Salir de Lima por, La Parada, El Agustino y luego, Ate Vitarte, es siempre una experiencia pesadillesca.
Ya por Ñaña el clima cambia y la neblina se va esfumando, revelando un cielo azul y el aire huele a humo, tierra seca y eucalipto. Después de Chosica, la carretera empieza a subir cada vez más escarpadamente, el aire se enrarece y las mucosas se secan, mientras el valle se va estrechando más y más, cortado verticalmente por la mitad en sol y sombra, hasta que se deja atrás los últimos árboles y campos y el bus asciende por una zona de otro mundo, entre picos desnudos, colorados, morados y blanqui-negros, bajo un cielo bárbaramente azul.
Y cuando menos cuenta te das, estás en el Ticlio, a 4790 m sobre el nivel del mar, rodeado de picos nevados y lagunas de un azul indecible.

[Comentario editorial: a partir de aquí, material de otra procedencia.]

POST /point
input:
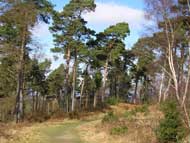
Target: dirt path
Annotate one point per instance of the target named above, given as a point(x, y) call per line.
point(62, 133)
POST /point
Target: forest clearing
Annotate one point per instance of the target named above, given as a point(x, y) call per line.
point(94, 71)
point(90, 129)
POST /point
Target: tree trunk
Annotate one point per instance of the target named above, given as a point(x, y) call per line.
point(81, 93)
point(74, 82)
point(135, 93)
point(95, 100)
point(161, 87)
point(104, 80)
point(66, 81)
point(20, 81)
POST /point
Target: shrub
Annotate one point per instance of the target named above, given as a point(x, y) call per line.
point(119, 130)
point(74, 115)
point(112, 101)
point(171, 128)
point(109, 117)
point(129, 114)
point(142, 109)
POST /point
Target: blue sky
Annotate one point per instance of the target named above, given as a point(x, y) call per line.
point(108, 12)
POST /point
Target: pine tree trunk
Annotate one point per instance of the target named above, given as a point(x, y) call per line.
point(20, 81)
point(104, 80)
point(66, 82)
point(74, 83)
point(135, 93)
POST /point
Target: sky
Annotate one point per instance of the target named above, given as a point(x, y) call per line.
point(108, 12)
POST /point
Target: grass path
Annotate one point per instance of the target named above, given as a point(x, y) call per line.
point(63, 132)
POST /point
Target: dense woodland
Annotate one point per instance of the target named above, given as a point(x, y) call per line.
point(96, 67)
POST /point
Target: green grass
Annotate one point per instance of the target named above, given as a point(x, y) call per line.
point(109, 117)
point(65, 132)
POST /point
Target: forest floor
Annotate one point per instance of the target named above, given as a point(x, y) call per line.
point(89, 129)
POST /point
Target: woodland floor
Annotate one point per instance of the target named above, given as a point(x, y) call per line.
point(88, 129)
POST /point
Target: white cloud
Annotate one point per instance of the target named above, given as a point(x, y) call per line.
point(111, 13)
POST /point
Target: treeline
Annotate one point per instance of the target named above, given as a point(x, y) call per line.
point(96, 66)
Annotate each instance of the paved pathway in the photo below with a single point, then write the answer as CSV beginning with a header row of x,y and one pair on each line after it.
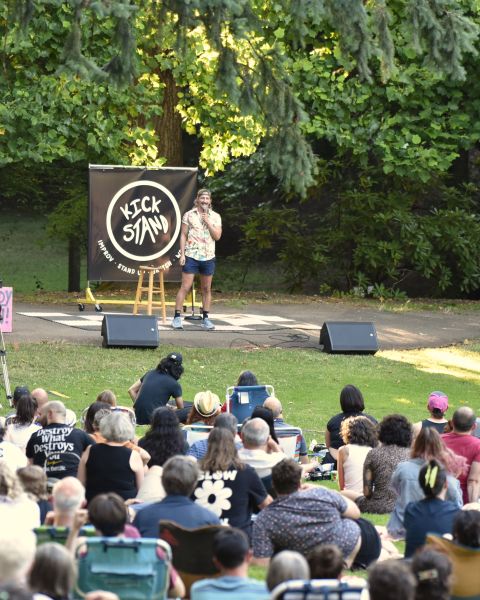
x,y
253,325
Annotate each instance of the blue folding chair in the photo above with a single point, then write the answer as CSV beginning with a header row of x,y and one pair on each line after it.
x,y
318,589
290,440
241,400
134,569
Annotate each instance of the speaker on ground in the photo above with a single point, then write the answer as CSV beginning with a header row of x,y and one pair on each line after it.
x,y
137,331
349,337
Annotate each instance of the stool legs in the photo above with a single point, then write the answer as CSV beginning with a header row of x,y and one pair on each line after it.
x,y
138,295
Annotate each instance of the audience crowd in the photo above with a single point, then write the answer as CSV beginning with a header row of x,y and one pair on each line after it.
x,y
62,487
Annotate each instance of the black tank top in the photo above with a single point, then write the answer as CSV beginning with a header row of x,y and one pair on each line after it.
x,y
108,470
440,427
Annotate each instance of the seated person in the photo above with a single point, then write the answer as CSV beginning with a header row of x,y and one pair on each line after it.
x,y
22,424
246,378
326,562
391,580
206,406
433,571
255,436
53,573
232,555
109,515
428,445
352,405
179,479
437,406
299,519
360,436
111,466
227,486
395,437
226,420
464,553
285,566
275,406
433,514
34,483
156,388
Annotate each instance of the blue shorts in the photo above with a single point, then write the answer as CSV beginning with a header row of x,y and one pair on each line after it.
x,y
203,267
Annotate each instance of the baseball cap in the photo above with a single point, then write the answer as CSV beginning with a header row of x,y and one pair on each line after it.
x,y
438,400
176,357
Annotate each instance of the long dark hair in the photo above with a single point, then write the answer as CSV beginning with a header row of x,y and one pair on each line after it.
x,y
351,399
164,438
266,415
171,367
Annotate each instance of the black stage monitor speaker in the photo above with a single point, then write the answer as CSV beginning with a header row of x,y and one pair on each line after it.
x,y
130,330
349,337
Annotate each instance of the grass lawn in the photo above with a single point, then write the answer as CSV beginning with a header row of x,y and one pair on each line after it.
x,y
307,382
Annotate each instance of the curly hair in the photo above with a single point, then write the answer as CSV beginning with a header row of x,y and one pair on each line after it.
x,y
360,431
395,430
221,452
164,438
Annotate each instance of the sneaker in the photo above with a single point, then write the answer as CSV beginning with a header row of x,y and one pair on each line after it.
x,y
207,324
177,323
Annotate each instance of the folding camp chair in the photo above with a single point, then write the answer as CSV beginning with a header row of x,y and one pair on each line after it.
x,y
241,400
318,589
134,569
192,551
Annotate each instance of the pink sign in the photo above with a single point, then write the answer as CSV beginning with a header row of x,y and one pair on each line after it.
x,y
6,316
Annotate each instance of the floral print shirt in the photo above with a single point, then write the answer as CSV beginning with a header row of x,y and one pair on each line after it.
x,y
200,245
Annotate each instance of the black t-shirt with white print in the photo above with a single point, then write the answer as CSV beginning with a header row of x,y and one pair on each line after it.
x,y
58,448
231,495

Poco más allá, empiezan las minas de La Oroya, el lugar más contaminado del Perú. Es un paisaje de fin del mundo, de Mad Max, los cerros, la tierra parecen lavados con ácido, perforada por heridas y úlceras purulentas. Antes del desvío a la ciudad minera, el bus para en un restaurante de carretera, donde los pasajeros devoraron rápidamente un caldo de cordero y bistec con papas, antes de seguir viaje hacia Tarma, una simpática ciudad andina a 3000 m.
Y de ahí, siempre en descenso, hacia La Merced, en la ceja de selva. Nuevamente cambia el clima, la vegetación se hace cada vez más tropical, el aire más húmedo y retazos de niebla flotan sobre el valle verde a reventar. Y percato con placer ese olor cálido que desde la infancia se me ha grabado en la memoria como "el olor de la selva". Al anochecer llegamos al terminal de la capital del Chanchamayo. Reclamo mi mochila y subo caminando por una escarpada calle a lo largo de hileras de puestos de comida y tiendas de abarrote y electrodomésticos, hacia la Plaza Mayor. Me alojé en el primer hotelito que tenía pinta más o menos decente, en una habitación con ventana hacia la plazar con su iglesia y su municipalidad,, sin tomar en cuenta el infernal ruido de los mototaxis que circulaban como insectos enfurecidos alrededor de la plaza. Ya se calmarán, pensé. Cuánto me equivocaba.